Individual facility review and assessment, with implementation of recommendations, are expected to improve local care. However, also important is the potential to aggregate de-identified data at regional and national levels to allow sufficient numbers for statistical analysis, which may lead to significant systems improvement in care for all pregnant and postpartum women.
Acknowledgments
The authors thank Anna Santa-Donato, MSN, RN, for her significant contribution to the severe maternal morbidity abstraction and assessment form.
Jeanne Mahoney RN, BSN, is an employee of the American College of Obstetricians and Gynecologists (the College). All opinions expressed in this article are the authors’ and do not necessarily reflect the policies and views of the College. Any remuneration that the authors receive from the College is unrelated to the content of this article.
The findings and conclusions in this report are those of the authors and do not necessarily represent the official position of the Centers for Disease Control and Prevention.
Appendix: Sample Disease-Specific Questions to Guide Abstraction
Hemorrhage
Was the hemorrhage recognized in a timely fashion?
Were signs of hypovolemia recognized in a timely fashion?
Were transfusions administered in a timely fashion?
Were appropriate interventions (eg, medications, balloons, sutures) used?
Were modifiable risk factors (eg, oxytocin, induction, chorioamnionitis, delay in delivery) managed appropriately?
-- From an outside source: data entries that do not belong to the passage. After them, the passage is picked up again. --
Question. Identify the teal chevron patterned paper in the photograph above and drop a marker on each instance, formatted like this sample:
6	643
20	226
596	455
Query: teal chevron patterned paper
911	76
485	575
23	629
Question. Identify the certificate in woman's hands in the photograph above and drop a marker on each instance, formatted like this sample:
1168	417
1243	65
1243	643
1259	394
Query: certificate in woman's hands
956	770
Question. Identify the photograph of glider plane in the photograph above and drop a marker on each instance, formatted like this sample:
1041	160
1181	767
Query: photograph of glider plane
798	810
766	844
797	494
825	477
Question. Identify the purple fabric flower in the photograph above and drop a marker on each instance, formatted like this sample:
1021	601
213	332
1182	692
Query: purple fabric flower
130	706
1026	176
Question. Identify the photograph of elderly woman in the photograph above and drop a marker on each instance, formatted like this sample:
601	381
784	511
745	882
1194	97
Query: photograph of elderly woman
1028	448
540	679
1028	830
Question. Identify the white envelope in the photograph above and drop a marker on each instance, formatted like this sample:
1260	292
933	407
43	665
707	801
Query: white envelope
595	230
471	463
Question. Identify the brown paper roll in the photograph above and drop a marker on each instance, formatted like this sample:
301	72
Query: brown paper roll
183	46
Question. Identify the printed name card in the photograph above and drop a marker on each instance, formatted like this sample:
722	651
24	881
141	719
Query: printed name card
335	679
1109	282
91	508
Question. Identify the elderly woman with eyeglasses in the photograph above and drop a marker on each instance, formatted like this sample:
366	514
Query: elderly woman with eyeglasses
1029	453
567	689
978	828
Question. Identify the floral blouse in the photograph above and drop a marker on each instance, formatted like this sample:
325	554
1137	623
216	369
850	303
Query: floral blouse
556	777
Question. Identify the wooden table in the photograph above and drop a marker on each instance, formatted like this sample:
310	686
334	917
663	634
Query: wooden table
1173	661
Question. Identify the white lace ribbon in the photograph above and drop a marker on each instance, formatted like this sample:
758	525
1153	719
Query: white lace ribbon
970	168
Was sufficient assistance (eg, additional doctors, nurses, or others) requested and received?
Hypertensive disease
Was hypertension recognized appropriately?
Did the woman appropriately receive magnesium sulfate?
Was severe hypertension treated in a timely fashion?
Was the woman delivered at the appropriate time relative to her hypertensive disease?
Were any complications related to hypertensive disease managed appropriately?
Infectious disease, sepsis
Was the diagnosis of sepsis or infectious disease made in a timely fashion?
Were appropriate antibiotics used after diagnosis? How long to treatment?
Did the woman receive appropriate volume of intravenous fluids?
Were significant modifiable risk factors for infectious complications identified?
Other diseases as necessary
Footnotes
Financial Disclosure
The authors did not report any potential conflicts of interest.